There is no end to the contexts in which social practice work can happen. It is a growing area and more and more groups of people are seeking to explore their own creativity and become engaged in such projects. In some instances such as schools and health care settings it can be driven by leaders of those groups. In other instances, it can be the group members who are providing the momentum. As already referenced, while peer to peer collaboration among artists is commonplace, this toolkit is principally written from the perspective of, and for the purpose of, artists working with other groups of people in the community.

How does an artist start a Social Practice? 

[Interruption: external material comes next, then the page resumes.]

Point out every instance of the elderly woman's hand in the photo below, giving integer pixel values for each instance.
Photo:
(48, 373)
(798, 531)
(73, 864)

When developing a social practice it can be hard to know where to begin. Inform yourself, conduct research. Organisations such as Create and their international counterparts are invaluable resources with vast experience, know-how and case studies of best-practice. Many third level institutes provide training to artists wishing to develop specific expertise in this area. Your local authority arts office or local arts centre may also be able to offer advice. The Arts Council and many Arts Offices provide supports towards your professional development.  If you can, it would be helpful to arrange to shadow another more experienced artist to get a feel for how they work. Think about your fields of interest, this will help you to identify a group that you may potentially be interesting to work with. Look to your own community network. Ask a group you know if they would be open to testing different project ideas. Invite your group to collaborate, they can either accept or decline.


Because of the multiple roles and responsibilities involved, artists who succeed in this area are highly creative, well organised and prepare thoroughly; they are effective time keepers and can work to a budget. They are good communicators, contribute confidently and can adapt well to changing circumstances. 

1. Helguera, Pablo (2012). Education for Socially Engaged Art. New York: Jorge Pinto Books. p. 22.